Christian Community Raises Alarm Over Mozambique Conflict

JOHANNESBURG (Pakistan Point News / Sputnik - 04th March, 2021) An umbrella group of Christian churches in southern Africa has sounded the alarm over a humanitarian crisis unfolding in the north of Mozambique, where a quarter of the population has been displaced by what the UN calls a perfect storm of fighting and natural disasters.

The Fellowship of Christian Councils in Southern Africa met by video this week to discuss the situation on Mozambique's Cabo Delgado, a resources-rich region that has been under siege by Islamist insurgents since 2017. The UN estimates that over 530,000 people have been displaced by December, many of them in the past few months. More than 1,300 civilians have been killed.

"The insurgency in northern Mozambique is not just a Mozambican problem, it is a southern Africa regional emergency, thus an African burden that cannot be globally ignored," the organization's senior clerics said in a joint statement.
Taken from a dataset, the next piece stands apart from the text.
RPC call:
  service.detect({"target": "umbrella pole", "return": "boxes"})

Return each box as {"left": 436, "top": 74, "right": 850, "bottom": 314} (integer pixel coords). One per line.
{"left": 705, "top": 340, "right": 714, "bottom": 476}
Nearly half of the population in Cabo Delgado are Christians. The Islamist militancy, known locally as al-Shabaab despite having no connection to Somalia, is calling for a strict Sharia law across Mozambique. But Jao Elias, of the Church of Mozambique, insisted this was not a sectarian strife.

"People there are Islamic and many of them are dying... This is not a religious war. Cabo Delgado is rich in minerals. Mozambican people were not divided. We are one. This is not a Mozambican problem alone. It is a continental problem," he said.

Emmanuel Chikoya of Zambia warned that history had proven that smaller conflicts could easily blow up into genocide, despite the Mozambican government dismissing it as "not as serious as thought to be." He said the African Union needed to step up to the plate after all forms of lower-level diplomacy failed.

"The African Union has not been as active as it ought to be and we are making the call to say 'step up and engage the Mozambican government'," he said.

Kenneth Mtata, secretary general of the Zimbabwe Council of Churches, agreed that the UN and the African Union needed to address the issue, which he linked to a growing dissatisfaction and economic woes.

"This is not a provincial issue it is national, regional and continental. We must sustain communities to co-exist. Insurgents are taking advantage of Africa because the people of Africa are dissatisfied with how resources are not equitably distributed as well as economic injustices leading to instability," he said.

Anthoni Van Nieuwkerk, an associate professor at South Africa's Wits University school of Governance, echoed this in a comment to Sputnik. He accused Mozambique of ignoring the region's need for good governance and social services.

"The Mozambican government had long neglected Cabo Delgado in terms of service delivery and governance. Unlike Mozambican citizens, terrorists never had to travel far to get there," he said.

The government needs to address porous borders that promote an influx of extremists as well as an outpour of resources and drug smuggling, the expert said. He criticized the plan to send troops to Cabo Delgado in the coming weeks as reactionary and prone to generate more tensions.

"Soldiers can't bring governance and have no resources to bring stability in Cabo Delgado. We need a regional response as it spills over the borders of Tanzania, the Comoros and Malawi. We need a Southern African Development Community response and then a multilateral response," he stressed.